I stood upright, drenched in sweat, my heart hammering violently in my chest. The Dark Veil was gone. The nukes had already been unleashed. There was no gamer army flooding in from the Hollowed World.
On the projection, I was winning.
And yet, I felt no triumph.
I stared at Da Wei, and dread crept into me like poison.
No. I refused to believe I was afraid of him.
"Oh my," Da Wei said lightly, glancing at the projection. "It looks like I'm losing."

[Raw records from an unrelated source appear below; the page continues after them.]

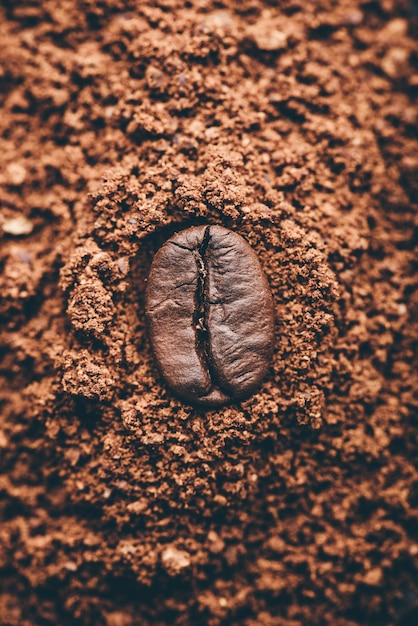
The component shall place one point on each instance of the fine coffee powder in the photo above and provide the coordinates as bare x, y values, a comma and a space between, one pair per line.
210, 314
293, 124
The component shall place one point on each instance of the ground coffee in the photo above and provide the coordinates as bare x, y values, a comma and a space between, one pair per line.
294, 124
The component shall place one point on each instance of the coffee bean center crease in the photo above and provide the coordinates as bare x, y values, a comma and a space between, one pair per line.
210, 315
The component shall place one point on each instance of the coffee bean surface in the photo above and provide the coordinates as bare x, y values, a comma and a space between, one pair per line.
210, 315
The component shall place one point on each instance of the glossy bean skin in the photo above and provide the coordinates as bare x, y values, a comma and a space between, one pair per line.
210, 316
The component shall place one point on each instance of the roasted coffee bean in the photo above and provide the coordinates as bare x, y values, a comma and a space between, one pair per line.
210, 316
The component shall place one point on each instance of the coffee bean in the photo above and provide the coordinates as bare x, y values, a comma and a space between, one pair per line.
210, 316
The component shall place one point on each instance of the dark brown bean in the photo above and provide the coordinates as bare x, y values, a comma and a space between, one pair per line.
210, 315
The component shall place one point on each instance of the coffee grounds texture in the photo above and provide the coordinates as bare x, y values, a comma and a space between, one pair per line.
295, 125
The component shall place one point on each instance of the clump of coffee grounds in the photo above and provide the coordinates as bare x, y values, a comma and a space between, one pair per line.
292, 123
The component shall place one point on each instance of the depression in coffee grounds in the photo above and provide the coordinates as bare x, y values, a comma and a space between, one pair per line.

He laughed, long and unrestrained.
"I can't bring my gamer army with me, unfortunately, and the same goes for the Dark Veil. It was all just an elaborate ruse to make my point."
"What are you playing at?" I demanded.
"Mutual destruction."
This time, I did not believe him. It had to be another deception.
"If we continue like this," Da Wei said, "there will only be mutual destruction. So I'm going to kill myself, so you may live."
My thoughts froze.
What?
Da Wei stood, spreading his arms wide, completely exposed.
"Use Divine Possession on me," he said softly. "Consume me. Let's become one again."
I was about to invoke Divine Possession when something finally clicked. This man had far too much experience with counter-possession. He had dueled pinnacle existences, beings who lived and died by devouring wills. I knew what I had seen in his memories.
Casting that Ultimate Skill now would be suicide.
"I almost fell for it," I said coldly.
"It's finally complete."
"What?"
Da Wei smiled, calm and almost gentle. "I was stalling for time. We're still in a memory."
"Impossible!" I snapped. "No one can fool my Ophanim—"
The realization struck like a blade to the gut.
He hadn't fooled the Ophanim.
I had.
"H-How was that even possible?"
True dread flooded my veins as the memory peeled away. Reality snapped back into place, and we stood once more in the present. The Dark Veil loomed overhead, restored. The army of Paladins Da Wei had summoned from the Hollowed World stood ready, their presence heavy and undeniable.
"How?" I demanded. "Why is your mastery of Divine Possession so—"
I couldn't find the word.
"Obscene?" Da Wei supplied.
I nodded despite myself.
"You said it yourself," he continued. "There's a part of you I don't have. Which means there's a part of me you don't have either. Let me enlighten you."
His gaze sharpened.
"The thing you have that I don't is true humanity."
My chest tightened.
"Your desire to go home. Your willingness to do anything, no matter the cost. Hurting everyone along the way, hurting yourself, carrying sadness upon sadness until it reshaped you. That isn't obsession. It's the aftermath of a soul worn thin by endless suffering."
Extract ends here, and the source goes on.